Formerly, pornography was something that was restricted to tacky-looking, brightly signed shops in the most run down parts of town. Those accessing such premises ran the risk of being seen by colleagues or friends or even strangers. Hence the furtive dash from the door with the suspicious brown paper bag wedged under an arm.

Nowadays, its pretty much open slather. My email box is often graced with ads for enlarging organs of one sort or another, and much else besides. The most innocent of searches turns up one porn site after another. A simple search to find free porn is extraordinarily easy and shows up hundreds, perhaps thousands of sites. Well, so what, you might ask?

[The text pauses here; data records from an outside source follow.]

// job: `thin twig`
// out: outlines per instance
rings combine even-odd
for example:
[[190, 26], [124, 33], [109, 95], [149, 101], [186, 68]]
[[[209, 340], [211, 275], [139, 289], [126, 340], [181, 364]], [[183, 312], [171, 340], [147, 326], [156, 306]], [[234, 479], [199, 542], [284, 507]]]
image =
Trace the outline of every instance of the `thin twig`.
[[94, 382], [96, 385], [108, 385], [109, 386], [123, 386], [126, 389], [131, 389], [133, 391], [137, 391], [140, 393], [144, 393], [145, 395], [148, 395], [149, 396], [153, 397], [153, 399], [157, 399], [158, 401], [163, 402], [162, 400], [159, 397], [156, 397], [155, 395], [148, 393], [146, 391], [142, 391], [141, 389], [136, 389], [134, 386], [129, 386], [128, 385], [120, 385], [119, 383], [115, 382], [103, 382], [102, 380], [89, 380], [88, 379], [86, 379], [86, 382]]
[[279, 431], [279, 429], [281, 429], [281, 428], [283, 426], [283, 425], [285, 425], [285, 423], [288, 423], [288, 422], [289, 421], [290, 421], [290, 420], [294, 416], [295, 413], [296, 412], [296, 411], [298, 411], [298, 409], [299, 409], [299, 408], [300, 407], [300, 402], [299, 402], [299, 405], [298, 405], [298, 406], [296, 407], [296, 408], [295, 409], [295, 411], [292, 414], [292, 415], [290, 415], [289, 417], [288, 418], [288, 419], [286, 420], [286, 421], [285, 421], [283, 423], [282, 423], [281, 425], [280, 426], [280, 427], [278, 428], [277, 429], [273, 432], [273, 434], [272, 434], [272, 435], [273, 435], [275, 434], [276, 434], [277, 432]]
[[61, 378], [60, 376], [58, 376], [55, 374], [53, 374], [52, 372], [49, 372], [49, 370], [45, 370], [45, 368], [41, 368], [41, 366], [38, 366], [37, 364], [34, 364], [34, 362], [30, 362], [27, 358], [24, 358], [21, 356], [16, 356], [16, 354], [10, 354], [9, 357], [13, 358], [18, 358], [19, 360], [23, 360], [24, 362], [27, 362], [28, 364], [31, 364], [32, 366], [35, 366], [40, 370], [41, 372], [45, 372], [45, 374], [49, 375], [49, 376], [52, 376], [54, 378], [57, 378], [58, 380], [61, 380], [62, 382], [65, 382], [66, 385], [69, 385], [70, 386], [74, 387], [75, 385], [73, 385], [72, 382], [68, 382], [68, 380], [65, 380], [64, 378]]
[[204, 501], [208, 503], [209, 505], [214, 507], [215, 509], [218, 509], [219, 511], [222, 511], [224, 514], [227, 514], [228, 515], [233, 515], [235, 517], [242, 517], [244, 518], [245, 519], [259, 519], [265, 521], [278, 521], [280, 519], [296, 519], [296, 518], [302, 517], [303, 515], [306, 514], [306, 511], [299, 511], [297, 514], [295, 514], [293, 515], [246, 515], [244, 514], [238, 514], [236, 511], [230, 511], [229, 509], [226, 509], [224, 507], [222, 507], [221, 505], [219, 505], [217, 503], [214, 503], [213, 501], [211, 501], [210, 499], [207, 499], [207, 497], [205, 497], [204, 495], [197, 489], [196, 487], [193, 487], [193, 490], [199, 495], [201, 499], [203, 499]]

I'm no expert on the erotic, but surely porn is an unhealthy and utterly misleading entry into it. Are teenage boys to get their cues on sexuality from pornography? Hardly. What will they learn about the girls and women, other than the fact that they are, apparently, insatiable nymphos who love a good serving of abuse and humiliation on the side. If sex is about intimacy then porn is about its antithesis. Its about the explicit, the obvious, the public face of the mechanism of intercourse, outside of any real human context.

I've written before that I object to the nannying that often occurs at many levels in our society. But the regulation of access to porn is essential if sex isnt to become another tawdry consumer durable. The implications of that are too sad to contemplate.